The first 24 hours of recovery were about what was expected, aside from not needing the vent. She did spike a fever overnight, and I awoke to find her surrounded by ice packs. But that subsided, and by morning she was doing better. By the middle of the day physical therapy arrived and said they had to get her up, the sooner the better.

Before (left) and after

Before (left) and after

We ensured that she had recent pain meds, and got her up into her chair. It went amazingly well, and she even kind of smiled! Getting her into and out of the chair became much easier once we removed all side supports, arm rests, and laterals on the seat to keep her legs in. The new way to lift her while keeping her back stable meant almost sliding her in from the side. We were in the hospital hallway with tools taking parts off the chair before we needed to move her again.

The only thing I wish we had pushed harder on was beginning chest PT within 24 hours of surgery. A group I am in specific to my daughter’s diagnosis had recommended it. It was even in their written guidelines for scoliosis surgery, which I shared with the doctor. Unfortunately, the hospital was unable or unwilling to support this “extra” service, until my daughter developed post-surgical pneumonia. She had been ready to go home at four days post surgery, until the pneumonia hit, giving us an extra four days inpatient.

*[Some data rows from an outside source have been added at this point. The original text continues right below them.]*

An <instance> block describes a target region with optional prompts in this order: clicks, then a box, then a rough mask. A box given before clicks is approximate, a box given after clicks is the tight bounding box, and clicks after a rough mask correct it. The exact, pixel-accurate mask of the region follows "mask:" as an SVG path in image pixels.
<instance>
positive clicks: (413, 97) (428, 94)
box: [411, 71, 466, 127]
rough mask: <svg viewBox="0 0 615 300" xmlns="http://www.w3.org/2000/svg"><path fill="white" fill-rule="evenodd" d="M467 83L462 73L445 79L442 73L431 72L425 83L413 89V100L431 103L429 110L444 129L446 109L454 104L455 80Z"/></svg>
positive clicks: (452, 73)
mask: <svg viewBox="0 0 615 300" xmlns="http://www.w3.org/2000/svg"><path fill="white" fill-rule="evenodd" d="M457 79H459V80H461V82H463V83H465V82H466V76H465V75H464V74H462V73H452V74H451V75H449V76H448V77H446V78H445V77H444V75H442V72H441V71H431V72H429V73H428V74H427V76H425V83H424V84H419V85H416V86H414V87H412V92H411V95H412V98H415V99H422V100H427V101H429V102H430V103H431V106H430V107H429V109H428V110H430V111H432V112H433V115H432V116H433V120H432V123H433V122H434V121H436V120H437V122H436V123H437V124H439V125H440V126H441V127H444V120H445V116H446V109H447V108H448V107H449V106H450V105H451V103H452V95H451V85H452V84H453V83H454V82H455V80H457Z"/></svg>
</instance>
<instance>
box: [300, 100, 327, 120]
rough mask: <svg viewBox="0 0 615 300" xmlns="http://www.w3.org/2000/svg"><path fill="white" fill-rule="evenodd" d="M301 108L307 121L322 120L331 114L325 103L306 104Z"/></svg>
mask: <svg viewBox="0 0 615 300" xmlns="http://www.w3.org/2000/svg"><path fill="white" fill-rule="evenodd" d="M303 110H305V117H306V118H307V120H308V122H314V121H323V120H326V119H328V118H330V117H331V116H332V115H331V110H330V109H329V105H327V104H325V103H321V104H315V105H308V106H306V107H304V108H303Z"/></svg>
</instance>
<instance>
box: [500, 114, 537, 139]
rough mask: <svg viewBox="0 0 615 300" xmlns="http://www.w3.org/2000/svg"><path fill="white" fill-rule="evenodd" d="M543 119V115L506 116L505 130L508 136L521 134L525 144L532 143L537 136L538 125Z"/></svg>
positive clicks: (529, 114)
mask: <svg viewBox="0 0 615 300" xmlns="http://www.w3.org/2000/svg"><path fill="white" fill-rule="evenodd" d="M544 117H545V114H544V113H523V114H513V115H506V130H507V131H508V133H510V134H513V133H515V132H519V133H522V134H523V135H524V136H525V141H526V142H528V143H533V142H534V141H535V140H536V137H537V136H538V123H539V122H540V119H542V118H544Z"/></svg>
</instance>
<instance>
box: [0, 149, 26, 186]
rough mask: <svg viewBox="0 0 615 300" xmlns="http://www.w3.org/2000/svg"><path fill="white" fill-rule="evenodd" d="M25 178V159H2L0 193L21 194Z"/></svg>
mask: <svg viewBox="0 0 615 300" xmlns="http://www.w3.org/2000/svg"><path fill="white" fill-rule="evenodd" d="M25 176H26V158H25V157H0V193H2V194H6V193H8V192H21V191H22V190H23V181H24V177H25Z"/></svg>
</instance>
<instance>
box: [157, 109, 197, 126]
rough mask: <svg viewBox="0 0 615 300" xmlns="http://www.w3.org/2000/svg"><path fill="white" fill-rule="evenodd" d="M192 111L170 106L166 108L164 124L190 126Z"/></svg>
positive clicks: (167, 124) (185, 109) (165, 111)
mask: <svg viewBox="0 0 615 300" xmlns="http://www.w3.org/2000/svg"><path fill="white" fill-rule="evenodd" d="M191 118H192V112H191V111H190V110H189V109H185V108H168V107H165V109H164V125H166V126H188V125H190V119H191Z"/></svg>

The whole scoliosis experience was much better than I had imagined it would be. I had expected much more ICU time, to have my daughter be on a vent for a while, and much more pain. I was also told the surgeon would not be able to fully correct the curve. While her back may not be fully straight, it is only noticeable in that her head is not quite centered on the headrest (which is back to the middle now) on her chair.

The only negative that we experienced with this surgery that we did not expect was that with the hardware continuing down into her pelvis, her ability to lean forward in her chair, something she would do when she was excited, is gone. While I miss that ability of hers, I do not miss the huge C curve, which must have caused a great deal of discomfort for her.